Exhibiting Good Health: Public Health Exhibitions in London, 1948–71

Alex Mold

This article examines the changing nature of public health services and their relationship with the public in post-war Britain by an analysis of the exhibitions mounted by Medical Officers of Health (MOsH) in London. Focusing on the period 1948–71, the article explores a time when public health practice, and the problems it faced, were in flux. A decline in infectious disease and an increase in chronic conditions linked to lifestyle required a new role for public health services. Exhibitions were one of several methods that MOsH used to inform the public about dangers to their health, but also to persuade them to change their behaviour. The exhibition, though, offers a unique insight into the relationship between public health authorities and the public, as exhibitions brought MOsH into direct contact with people. It is suggested that in the MOsH exhibitions we can find signs of a new relationship between public health practitioners and the public. Whilst elements of the pre-war, often moralistic ideology of public health services could still be detected, there is also evidence of a more nuanced, responsive dynamic between practitioners and the people.

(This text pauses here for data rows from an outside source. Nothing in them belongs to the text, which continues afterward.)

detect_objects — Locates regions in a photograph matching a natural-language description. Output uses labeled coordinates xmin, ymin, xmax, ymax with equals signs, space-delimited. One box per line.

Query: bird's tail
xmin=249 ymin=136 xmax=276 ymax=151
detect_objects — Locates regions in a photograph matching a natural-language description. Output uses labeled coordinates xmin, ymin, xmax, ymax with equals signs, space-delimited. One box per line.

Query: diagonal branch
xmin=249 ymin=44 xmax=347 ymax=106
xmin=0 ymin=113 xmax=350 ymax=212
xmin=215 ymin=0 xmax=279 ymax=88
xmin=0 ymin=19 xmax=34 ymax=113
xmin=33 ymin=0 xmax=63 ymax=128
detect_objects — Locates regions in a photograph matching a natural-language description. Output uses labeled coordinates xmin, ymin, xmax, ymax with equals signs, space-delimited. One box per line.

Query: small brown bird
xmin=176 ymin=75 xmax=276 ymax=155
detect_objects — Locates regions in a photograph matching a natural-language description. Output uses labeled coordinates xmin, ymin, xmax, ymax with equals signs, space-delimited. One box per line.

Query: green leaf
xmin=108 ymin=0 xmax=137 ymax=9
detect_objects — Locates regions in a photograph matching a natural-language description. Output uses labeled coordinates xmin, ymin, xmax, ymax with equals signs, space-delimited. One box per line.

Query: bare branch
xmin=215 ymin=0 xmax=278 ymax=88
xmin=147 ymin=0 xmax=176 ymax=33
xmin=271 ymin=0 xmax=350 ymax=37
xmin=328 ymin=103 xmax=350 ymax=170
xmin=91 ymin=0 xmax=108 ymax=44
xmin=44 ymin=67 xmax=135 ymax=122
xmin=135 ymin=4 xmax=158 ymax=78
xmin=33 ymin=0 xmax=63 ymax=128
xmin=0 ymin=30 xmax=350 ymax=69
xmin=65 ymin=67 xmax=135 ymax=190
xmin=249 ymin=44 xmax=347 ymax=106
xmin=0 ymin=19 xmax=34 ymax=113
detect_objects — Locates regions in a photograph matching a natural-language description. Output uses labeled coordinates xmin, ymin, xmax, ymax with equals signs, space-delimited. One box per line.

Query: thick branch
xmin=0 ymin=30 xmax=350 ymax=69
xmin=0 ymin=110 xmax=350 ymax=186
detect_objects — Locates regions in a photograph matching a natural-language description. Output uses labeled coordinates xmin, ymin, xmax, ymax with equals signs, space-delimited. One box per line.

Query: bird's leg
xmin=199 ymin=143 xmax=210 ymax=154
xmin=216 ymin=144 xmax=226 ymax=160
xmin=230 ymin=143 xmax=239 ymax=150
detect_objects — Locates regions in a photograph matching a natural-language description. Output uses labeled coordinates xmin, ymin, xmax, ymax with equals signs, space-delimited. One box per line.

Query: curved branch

By the end of the 1960s, ‘the public’ was increasingly being thought of as a collection of ‘publics’, including individuals, target groups and vocal respondents.


Contemporary British History | 2008

‘“Grave Cause for Concern”? Private Practice, Professional Disputes and the Treatment of Heroin Addiction in Britain During the 1980s’

Alex Mold

This article examines the debate surrounding the role played by private doctors in the treatment of heroin addiction in Britain during the 1980s. Whilst there were a number of problems connected with the treatment of addiction in private practice, this debate was something of a surface issue masking a deeper professional dispute. The involvement of general practitioners, whether in private or National Health Service practice, posed a threat to the recently established specialist status of psychiatrists working in the field. This came at a time when the specialist psychiatric approach to drug addition was increasingly being challenged by other non-medical agencies.


Media History | 2018

Using digitised medical journals in a cross European project on addiction history

Alex Mold; Virginia Berridge

This article draws on research conducted as part of a European project on the changing terminology used to conceptualise habitual drug, alcohol or tobacco use. We wanted to find out what language was utilised in Italy, Poland, Austria and the UK and how those concepts had changed since the mid-nineteenth century. We intended to make use of digitised journals for key word searches to enable comparisons to be made across countries and across time. Nothing, however, was straightforward. Few countries had digitised medical journals, so researchers had to use traditional search methods. Even in the UK, where journals were available digitally, there were problems with access and the searches that could be made. Digitisation did not provide a quicker way of researching cross nationally. Nonetheless our work did arrive at some valuable new conclusions. Our experiences also raise wider questions about using digitised journals for historical research.